A recent analysis by North­eastern University’s Center for Labor Market Studies found that poverty in Boston has grown over the past two decades, while the incomes of the richest Bosto­nians have sky­rock­eted. From 2009 to 2011, the top 10 per­cent of Boston fam­i­lies obtained as much income before taxes as the bottom 75 per­cent of Boston fam­i­lies com­bined. Fam­i­lies at the 95th per­centile earned nearly 40 times the income of those at the 5th per­centile. In order for Boston to work, the next mayor must offer a road map out of the poverty and inequality maze.

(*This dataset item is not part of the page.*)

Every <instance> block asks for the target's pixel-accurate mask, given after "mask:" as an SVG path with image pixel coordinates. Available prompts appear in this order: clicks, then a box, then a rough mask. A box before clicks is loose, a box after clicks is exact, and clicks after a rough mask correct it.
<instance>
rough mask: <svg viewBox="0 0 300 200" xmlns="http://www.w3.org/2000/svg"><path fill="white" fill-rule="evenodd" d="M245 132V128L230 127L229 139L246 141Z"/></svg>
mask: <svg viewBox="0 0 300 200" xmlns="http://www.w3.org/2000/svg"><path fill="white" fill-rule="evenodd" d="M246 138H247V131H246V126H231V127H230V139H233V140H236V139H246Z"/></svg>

Boston’s economy is cur­rently pros­pering. Poli­cies in place include linkage, a fee paid for down­town devel­op­ment, which is widely cred­ited with pro­viding jobs and housing for some of Boston’s poorer cit­i­zens. Although the con­struc­tion of luxury housing is on the rise, the per­centage of Boston res­i­dents working on projects sub­ject to the Boston Res­i­dents Jobs Policy has aver­aged only about 30 per­cent, when 50 per­cent is required by the ordi­nance. Shouldn’t the goal be to put even more Boston workers on these projects than cur­rently required?